Figure 5. Recognition and control of DNA complexes in real time using FPGA.

a, A representative ternary complex event under FPGA control. The FPGA samples the ionic current every 5.3 μs and computes a windowed mean amplitude (solid dark line) based on the previous 1.5 ms of signal. Every 0.4 ms, it tests whether or not the mean is within 24 ± 2.8 pA. i, If the mean remains within this range for four consecutive tests, the FSM logic diagnoses the blockade as a KF binding event. The total delay for diagnosis of a KF binding event is 2.7 ms (1.5 ms for the windowed mean to enter the 24 ± 2.8 pA range, plus 1.2 ms for three consecutive subsequent tests). ii, Upon diagnosis of a KF binding event, the FPGA continues to monitor the windowed mean. If the mean remains in the 24 ± 2.8 pA range for 20 ms, the FSM logic diagnoses the blockade as resulting from a ternary complex. The 20 ms cutoff was used because 60% of events are longer than 20 ms in the presence of the correct dNTP, but only 2% of events are longer than 20 ms in the 24 ± 2.8 pA range in the absence of the correct dNTP. iii, Upon diagnosis that a ternary complex is in the pore, the FPGA reverses the voltage to −50 mV for 5 ms, ejecting the complex from the pore.
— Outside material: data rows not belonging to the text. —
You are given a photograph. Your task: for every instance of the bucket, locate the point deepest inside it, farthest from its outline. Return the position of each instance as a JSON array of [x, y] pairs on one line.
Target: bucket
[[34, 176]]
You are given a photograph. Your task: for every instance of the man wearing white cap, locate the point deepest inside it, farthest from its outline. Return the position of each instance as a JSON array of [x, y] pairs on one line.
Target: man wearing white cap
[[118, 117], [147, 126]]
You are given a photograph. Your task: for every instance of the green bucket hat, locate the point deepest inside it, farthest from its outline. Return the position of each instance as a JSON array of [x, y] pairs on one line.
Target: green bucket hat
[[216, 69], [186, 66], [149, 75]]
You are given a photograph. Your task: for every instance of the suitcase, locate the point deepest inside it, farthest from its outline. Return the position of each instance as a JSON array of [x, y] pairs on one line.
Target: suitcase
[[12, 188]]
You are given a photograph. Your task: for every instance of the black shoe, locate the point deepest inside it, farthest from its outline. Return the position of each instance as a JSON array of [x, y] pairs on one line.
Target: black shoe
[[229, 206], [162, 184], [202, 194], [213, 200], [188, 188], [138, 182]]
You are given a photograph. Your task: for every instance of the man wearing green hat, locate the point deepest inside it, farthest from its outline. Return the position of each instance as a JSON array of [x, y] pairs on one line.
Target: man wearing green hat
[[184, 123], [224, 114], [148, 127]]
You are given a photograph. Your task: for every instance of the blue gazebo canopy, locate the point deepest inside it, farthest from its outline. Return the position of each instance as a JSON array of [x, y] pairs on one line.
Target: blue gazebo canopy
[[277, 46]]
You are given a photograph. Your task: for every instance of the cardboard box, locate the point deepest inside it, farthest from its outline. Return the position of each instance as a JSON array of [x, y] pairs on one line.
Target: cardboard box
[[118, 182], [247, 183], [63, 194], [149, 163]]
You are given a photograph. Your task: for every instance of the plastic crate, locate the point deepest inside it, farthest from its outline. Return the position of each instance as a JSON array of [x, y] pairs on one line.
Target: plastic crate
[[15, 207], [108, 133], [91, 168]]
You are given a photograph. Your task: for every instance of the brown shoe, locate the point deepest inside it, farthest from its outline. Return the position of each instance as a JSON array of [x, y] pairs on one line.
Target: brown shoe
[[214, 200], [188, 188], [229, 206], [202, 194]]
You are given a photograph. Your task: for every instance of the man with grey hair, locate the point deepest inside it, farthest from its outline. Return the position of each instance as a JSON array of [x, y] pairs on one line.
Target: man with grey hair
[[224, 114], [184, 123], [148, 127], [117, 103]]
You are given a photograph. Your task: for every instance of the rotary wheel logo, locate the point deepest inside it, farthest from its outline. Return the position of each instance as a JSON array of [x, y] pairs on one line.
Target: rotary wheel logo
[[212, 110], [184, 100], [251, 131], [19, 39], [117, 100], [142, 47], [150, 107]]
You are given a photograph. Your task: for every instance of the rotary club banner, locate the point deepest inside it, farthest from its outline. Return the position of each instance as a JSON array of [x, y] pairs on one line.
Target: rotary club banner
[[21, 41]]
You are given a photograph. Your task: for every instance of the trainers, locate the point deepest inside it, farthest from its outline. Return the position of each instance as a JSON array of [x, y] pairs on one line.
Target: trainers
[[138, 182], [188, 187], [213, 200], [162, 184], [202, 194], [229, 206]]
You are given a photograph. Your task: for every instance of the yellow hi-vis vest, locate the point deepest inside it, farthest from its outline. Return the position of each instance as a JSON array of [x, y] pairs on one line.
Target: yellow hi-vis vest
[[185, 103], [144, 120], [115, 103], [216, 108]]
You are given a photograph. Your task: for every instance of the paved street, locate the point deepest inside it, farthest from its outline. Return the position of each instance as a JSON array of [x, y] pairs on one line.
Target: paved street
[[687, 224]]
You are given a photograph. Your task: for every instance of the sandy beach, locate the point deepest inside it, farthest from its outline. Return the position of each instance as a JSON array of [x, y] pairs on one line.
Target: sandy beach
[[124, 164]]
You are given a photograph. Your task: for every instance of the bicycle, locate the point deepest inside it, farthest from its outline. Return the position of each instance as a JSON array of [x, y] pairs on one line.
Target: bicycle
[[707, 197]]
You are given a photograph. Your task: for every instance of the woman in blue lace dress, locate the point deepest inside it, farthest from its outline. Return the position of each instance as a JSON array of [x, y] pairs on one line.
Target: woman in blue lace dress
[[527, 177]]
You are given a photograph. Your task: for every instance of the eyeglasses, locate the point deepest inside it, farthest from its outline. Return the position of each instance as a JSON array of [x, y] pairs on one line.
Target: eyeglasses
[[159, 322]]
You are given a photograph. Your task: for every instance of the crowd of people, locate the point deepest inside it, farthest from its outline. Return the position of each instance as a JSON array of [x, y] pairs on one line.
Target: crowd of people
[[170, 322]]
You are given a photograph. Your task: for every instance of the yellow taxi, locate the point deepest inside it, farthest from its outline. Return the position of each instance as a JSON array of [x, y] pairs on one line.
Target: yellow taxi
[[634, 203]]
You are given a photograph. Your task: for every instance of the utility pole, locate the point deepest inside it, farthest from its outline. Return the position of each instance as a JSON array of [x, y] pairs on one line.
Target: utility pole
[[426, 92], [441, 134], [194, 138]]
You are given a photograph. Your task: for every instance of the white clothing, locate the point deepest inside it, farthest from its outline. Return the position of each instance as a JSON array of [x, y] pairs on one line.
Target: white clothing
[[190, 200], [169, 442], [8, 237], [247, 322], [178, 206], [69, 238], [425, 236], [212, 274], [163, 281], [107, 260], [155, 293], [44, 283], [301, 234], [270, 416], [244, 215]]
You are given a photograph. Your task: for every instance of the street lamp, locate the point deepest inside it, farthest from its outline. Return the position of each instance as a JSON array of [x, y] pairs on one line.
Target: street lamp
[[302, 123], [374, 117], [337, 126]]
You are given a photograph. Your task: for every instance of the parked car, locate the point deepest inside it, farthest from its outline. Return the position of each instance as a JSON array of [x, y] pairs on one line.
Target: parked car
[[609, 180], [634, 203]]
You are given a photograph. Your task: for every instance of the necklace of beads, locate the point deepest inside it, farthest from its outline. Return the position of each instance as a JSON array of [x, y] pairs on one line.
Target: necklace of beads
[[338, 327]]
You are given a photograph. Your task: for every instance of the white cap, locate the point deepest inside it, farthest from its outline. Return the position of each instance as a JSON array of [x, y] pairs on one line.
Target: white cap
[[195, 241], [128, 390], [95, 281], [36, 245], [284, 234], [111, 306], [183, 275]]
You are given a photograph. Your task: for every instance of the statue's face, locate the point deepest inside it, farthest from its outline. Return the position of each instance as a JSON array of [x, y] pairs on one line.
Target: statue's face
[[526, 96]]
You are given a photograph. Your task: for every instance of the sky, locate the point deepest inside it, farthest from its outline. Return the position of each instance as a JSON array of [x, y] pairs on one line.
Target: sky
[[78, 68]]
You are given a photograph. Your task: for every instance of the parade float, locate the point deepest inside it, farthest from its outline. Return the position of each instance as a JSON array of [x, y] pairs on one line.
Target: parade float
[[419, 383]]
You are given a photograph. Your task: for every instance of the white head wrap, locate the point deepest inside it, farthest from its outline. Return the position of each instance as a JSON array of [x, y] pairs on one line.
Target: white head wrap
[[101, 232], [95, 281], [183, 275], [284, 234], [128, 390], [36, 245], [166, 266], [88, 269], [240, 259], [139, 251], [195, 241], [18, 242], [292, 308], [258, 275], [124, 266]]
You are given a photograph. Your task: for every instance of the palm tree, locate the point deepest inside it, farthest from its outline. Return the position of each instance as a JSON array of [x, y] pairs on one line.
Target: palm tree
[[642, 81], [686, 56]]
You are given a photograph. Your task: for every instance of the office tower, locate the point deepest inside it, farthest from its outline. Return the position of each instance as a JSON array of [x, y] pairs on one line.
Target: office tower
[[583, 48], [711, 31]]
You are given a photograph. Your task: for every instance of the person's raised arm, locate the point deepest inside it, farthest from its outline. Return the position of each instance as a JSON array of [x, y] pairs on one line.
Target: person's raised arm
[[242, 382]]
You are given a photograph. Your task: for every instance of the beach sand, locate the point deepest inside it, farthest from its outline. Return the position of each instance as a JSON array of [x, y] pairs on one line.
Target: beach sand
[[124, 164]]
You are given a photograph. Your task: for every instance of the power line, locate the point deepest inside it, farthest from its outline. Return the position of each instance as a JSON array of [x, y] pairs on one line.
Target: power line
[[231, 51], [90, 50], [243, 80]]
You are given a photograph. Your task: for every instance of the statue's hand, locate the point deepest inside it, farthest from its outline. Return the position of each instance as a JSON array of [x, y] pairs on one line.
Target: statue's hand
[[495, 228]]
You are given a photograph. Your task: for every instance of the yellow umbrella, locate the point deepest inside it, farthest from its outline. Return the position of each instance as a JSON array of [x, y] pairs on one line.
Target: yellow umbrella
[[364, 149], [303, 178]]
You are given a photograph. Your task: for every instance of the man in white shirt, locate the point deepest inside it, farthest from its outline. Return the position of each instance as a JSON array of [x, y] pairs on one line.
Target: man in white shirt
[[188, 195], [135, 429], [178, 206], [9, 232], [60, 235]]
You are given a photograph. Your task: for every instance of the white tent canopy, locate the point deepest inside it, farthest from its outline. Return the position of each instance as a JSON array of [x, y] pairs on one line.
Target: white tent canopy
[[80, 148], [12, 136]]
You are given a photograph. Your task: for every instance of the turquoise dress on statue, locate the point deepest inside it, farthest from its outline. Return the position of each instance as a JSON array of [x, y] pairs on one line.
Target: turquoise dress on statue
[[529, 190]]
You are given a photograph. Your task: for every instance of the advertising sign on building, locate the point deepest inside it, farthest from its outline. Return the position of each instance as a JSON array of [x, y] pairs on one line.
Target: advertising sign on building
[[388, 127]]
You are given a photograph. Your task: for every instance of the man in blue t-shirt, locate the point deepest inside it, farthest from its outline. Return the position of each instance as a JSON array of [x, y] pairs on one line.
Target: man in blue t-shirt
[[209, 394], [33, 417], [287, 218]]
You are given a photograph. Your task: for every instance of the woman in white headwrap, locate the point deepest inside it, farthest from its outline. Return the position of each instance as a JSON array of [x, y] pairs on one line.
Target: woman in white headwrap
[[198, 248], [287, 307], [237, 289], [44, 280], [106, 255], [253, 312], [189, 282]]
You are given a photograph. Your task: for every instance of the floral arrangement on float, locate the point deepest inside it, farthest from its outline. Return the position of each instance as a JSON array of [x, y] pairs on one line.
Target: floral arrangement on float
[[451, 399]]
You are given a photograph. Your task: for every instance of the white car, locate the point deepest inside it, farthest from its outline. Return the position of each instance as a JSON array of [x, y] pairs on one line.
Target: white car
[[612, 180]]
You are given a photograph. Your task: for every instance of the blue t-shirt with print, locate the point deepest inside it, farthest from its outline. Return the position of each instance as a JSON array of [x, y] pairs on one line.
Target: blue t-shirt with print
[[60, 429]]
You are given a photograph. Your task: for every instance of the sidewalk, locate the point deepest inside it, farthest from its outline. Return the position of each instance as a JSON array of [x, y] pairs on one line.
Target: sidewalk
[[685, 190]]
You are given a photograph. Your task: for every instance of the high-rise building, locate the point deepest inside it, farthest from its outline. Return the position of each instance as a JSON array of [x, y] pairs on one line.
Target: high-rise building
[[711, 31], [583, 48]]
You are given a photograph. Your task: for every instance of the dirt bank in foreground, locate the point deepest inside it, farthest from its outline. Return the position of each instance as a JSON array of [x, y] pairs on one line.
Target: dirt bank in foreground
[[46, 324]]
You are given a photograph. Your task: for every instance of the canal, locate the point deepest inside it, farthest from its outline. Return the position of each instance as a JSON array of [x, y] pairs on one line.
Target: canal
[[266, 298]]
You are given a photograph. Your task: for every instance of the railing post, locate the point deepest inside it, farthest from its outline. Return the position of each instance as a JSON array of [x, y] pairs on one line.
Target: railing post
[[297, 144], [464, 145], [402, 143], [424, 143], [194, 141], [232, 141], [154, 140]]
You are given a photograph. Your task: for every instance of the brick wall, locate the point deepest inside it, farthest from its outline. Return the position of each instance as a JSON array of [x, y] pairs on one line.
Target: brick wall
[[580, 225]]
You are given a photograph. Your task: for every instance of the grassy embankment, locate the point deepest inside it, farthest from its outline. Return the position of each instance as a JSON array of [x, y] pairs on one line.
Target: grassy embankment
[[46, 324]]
The 180 mV capture voltage is then restored. For each event in which KF binding is not diagnosed, or in which KF binding is diagnosed but the mean leaves the 24 ± 2.8 pA range before 20 ms, the voltage is kept at 180 mV. b, Dwell time probability histograms for 24 ± 2.8 pA events with FPGA control (527 total events, in red) and without FPGA control (155 total events, in blue).